General information
EGI Core Services delivered in best effort way
- Broadcast circulated on July 6th
- Gap between EGI-ACE project (ended in June 2023) and the EOSC procurement that is going to find them (starting from Jan 2024)
- Delivery in maintenance mode, ensuring continuous operation and security system maintenance
- bugs fixing and application of security patches
- no implementation of new features
- no major upgrades
- expected slower response time to the tickets
Middleware
UMD
- Repo under testing: https://egirepo.a.incd.pt/test-url.html
- Supported OS (Alma Linux 9)
- Production Branck (release)
[UMD-5-testing]
baseurl=
- Supported OS (Alma Linux 9)
- New Frontend under testing (no public URL available)

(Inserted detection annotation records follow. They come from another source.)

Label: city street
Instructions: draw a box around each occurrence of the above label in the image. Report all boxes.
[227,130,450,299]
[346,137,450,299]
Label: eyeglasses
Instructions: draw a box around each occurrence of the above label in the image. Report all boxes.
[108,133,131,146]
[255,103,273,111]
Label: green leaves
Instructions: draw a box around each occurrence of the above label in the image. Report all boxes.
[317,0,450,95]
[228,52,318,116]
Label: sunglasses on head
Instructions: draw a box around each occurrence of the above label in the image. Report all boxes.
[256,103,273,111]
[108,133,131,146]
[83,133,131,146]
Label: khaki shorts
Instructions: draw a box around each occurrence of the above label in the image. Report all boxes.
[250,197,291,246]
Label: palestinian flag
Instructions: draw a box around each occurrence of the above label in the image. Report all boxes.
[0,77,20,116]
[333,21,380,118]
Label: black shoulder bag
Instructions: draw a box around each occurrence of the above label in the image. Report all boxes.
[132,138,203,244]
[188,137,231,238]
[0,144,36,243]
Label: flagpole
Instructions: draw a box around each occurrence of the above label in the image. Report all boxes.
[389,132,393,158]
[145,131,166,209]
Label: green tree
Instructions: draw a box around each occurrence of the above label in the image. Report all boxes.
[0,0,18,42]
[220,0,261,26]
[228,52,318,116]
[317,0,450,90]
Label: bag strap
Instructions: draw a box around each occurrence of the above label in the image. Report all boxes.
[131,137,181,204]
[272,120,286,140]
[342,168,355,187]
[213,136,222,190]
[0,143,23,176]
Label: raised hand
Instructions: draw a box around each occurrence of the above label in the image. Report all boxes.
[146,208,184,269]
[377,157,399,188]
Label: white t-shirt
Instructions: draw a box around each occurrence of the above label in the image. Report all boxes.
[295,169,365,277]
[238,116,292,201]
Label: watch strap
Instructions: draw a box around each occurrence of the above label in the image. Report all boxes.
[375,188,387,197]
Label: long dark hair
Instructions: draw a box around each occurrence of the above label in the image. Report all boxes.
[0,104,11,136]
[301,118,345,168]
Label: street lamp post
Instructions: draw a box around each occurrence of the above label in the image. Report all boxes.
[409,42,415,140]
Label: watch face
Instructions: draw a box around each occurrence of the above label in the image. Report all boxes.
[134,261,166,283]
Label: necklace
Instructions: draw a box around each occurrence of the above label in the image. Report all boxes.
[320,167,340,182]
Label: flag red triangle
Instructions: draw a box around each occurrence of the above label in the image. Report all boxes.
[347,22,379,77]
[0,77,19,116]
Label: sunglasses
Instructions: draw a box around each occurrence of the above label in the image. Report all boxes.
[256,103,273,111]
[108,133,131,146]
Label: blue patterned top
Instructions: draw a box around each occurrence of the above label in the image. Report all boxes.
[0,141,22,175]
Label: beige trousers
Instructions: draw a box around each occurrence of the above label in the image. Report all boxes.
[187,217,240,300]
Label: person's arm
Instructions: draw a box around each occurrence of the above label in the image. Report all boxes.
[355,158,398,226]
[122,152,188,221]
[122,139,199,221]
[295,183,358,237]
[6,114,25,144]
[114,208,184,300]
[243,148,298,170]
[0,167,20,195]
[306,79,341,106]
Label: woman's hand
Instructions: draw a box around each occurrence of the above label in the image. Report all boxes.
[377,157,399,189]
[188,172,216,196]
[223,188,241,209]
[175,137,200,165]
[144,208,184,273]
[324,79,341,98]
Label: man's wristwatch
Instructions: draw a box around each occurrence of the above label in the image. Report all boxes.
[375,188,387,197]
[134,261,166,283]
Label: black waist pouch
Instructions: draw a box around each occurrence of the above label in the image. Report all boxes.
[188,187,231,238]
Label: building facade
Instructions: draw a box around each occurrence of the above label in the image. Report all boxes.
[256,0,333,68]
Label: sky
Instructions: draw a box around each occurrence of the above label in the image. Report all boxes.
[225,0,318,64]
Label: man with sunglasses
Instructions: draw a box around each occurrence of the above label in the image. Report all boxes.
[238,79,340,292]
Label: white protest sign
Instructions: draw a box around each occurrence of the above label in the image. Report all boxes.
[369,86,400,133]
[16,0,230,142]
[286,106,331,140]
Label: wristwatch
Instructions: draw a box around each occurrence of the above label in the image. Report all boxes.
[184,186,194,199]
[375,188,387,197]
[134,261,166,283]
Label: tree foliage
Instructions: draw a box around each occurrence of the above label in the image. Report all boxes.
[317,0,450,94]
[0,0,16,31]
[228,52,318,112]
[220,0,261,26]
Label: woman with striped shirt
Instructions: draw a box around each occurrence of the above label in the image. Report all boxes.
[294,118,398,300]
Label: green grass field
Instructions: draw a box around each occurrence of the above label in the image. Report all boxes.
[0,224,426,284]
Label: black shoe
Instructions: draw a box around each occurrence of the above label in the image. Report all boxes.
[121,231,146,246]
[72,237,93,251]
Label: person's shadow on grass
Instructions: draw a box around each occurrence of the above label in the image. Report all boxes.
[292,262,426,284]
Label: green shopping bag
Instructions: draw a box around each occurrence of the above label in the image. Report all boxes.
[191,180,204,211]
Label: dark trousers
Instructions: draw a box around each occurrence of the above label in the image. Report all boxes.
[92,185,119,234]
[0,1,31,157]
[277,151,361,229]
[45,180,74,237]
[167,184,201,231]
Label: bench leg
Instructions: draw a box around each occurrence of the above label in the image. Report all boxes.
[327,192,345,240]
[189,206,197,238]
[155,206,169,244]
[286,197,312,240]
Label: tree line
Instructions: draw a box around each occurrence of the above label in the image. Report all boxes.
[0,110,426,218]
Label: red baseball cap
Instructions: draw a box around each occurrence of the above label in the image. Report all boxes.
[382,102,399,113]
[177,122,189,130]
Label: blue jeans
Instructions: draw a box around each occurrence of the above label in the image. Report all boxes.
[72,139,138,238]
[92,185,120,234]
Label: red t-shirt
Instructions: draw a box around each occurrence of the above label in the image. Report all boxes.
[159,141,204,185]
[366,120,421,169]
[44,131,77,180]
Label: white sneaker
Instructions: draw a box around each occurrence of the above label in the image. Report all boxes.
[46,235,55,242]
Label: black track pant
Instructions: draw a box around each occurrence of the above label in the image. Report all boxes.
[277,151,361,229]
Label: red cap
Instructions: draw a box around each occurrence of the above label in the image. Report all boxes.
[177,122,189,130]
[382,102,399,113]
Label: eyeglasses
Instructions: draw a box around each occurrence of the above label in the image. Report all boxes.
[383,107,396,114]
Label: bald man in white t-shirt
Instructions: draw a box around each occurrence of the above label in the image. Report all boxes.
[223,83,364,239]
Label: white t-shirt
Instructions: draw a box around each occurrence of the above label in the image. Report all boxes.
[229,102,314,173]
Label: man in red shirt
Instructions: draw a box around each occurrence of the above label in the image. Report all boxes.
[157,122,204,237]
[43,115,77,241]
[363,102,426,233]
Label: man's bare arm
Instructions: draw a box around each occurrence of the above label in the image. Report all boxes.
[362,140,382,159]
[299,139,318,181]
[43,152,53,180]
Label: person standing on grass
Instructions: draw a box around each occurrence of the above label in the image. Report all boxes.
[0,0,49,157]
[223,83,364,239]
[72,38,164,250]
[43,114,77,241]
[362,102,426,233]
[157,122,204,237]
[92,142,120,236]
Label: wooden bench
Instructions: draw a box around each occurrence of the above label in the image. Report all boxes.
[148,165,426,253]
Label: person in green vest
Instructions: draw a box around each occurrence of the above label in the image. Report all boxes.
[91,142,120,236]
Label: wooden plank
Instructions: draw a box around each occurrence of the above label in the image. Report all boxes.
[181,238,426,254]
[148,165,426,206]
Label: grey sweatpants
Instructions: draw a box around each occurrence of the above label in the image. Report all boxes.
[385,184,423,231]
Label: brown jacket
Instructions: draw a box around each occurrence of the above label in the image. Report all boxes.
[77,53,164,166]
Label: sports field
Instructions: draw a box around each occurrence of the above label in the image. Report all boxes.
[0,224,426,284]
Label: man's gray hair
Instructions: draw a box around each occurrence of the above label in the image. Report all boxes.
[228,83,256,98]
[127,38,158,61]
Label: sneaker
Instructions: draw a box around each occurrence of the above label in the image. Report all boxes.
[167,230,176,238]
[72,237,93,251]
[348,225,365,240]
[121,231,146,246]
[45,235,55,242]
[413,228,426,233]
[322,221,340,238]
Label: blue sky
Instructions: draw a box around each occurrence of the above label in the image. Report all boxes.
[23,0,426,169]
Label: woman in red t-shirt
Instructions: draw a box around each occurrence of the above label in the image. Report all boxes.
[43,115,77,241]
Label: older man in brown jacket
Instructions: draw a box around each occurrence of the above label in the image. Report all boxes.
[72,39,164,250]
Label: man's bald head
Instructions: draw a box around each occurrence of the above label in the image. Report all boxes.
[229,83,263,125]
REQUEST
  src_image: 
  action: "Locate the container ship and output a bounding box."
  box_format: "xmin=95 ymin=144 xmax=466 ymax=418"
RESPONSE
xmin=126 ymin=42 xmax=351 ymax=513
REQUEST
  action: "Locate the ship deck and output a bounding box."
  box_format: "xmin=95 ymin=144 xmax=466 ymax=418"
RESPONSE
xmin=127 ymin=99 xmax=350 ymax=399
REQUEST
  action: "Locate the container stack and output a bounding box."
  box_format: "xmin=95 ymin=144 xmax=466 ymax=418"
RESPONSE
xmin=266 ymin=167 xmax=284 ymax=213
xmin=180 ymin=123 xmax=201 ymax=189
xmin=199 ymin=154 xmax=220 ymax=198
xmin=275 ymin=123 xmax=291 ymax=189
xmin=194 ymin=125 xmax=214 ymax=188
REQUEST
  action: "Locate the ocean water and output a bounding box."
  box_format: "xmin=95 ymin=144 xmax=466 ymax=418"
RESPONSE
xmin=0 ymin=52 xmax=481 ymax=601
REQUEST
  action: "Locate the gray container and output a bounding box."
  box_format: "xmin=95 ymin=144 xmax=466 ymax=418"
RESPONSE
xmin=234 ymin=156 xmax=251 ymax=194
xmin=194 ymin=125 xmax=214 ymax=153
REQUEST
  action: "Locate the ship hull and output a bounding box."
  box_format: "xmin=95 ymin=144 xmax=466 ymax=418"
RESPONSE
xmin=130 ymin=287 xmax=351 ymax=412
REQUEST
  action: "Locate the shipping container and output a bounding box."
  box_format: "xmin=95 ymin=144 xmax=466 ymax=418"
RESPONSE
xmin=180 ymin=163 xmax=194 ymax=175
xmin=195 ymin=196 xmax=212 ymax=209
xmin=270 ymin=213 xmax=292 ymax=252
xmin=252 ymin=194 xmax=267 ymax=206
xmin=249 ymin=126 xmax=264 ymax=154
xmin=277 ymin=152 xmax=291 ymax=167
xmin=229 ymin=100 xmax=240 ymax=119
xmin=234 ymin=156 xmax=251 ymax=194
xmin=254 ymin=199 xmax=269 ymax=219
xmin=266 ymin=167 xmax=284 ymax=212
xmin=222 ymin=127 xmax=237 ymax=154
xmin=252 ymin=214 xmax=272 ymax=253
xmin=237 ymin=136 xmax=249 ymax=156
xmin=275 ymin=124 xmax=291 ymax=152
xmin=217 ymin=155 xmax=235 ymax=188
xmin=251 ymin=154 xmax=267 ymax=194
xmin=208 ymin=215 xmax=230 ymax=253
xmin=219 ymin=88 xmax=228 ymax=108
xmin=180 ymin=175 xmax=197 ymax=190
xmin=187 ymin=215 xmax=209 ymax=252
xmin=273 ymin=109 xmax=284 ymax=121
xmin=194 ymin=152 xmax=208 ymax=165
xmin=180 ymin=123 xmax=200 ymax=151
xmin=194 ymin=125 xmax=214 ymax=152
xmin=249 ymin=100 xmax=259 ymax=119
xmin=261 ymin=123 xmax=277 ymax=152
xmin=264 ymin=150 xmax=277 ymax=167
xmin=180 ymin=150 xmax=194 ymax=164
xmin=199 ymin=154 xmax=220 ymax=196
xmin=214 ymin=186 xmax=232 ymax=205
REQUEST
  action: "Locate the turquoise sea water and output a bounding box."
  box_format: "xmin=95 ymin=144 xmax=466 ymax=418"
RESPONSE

- Will allow UMD-4 and UMD-5 using different infrasctures.
- Required changes at INCD / LIP infrascture
- Will allow UMD-4 and UMD-5 using different infrasctures.
- New Backend ready
- Missing Backend → FrontEnd automation
- New Functionalities:
- IPV6 and High Availabitiy
New infrastructure in production during 2nd half of July.
Operations
ARGO/SAM
- Monitoring of xrootd endpoints
- some endpoints are exposed outside the site in read-only mode
- need to modify the xrootd probe to execute only "read" tests
- the new service type "eu.egi.readonly.xrootd" was created for this purpose (see GGUS 160848)
- New version of srm probe to be deployed (GGUS 162411)
- support for py3 only
- support for SRM+HTTPS
- updated default Top-BDII endpoint
ARGO Message Service - Problems with the Swiss CA
- GGUS ticket 162283 opened on 12th June
- The NGI_CH sites cannot publish the accounting record through the Message service since the release of IGTF 1.120
- Swiss CA based on DigitalTrust which has been discontinued
- the bundle introduced a new long-lived CRL for DigitalTrust
- this is an exceptional case to allow the business continuity of the Swiss sites since the CA stopped operating
- AMS instead look at the CRL links provided with the clients' certificates, links that are no more valid, so it rejects all of the requests
- Proposed to install the long-lived CRL in the trust store, to be used as a locally provided CRL that is in the trust store
- it is a long-lived and would need to be retrieved once
- In case of a security issue, the EGI CSIRT will notify immediately the provider to remove the CRL
- if it works it would resolve the current issue for as long as the CA transition period is ongoing
- AMS team was initially refusing to apply this fix
- Worried about security implications
- Entering in best effort phase from July 1st
- but the solution was proposed in June
- AMS team is currently assessing the effort that the proposed solution would require on their side
FedCloud
Feedback from DMSU
New Known Error Database (KEDB)
The KEDB has been moved to Jira+Confluence: https://confluence.egi.eu/display/EGIKEDB/EGI+Federation+KEDB+Home
- problems are tracked with Jira tickets to better follow-up their evolution
- problems can be registered by DMSU staff and EGI Operations team
Monthly Availability/Reliability
Under-performed sites in the past A/R reports with issues not yet fixed:
- AsiaPacific: https://ggus.eu/index.php?mode=ticket_info&ticket_id=160323
- Australia-T2: CE failures
TW-NCUHEP: several failures, fixed.
- AsiaPacific: https://ggus.eu/index.php?mode=ticket_info&ticket_id=160769
- Australia-ATLAS: Hardware issues, downtime longer than a month, site SUSPENDED
- INDIACMS-TIFR: problems with SRM settings; intermittent webdav failures due to overheating of some problematic disk nodes; downtime for DPM migration.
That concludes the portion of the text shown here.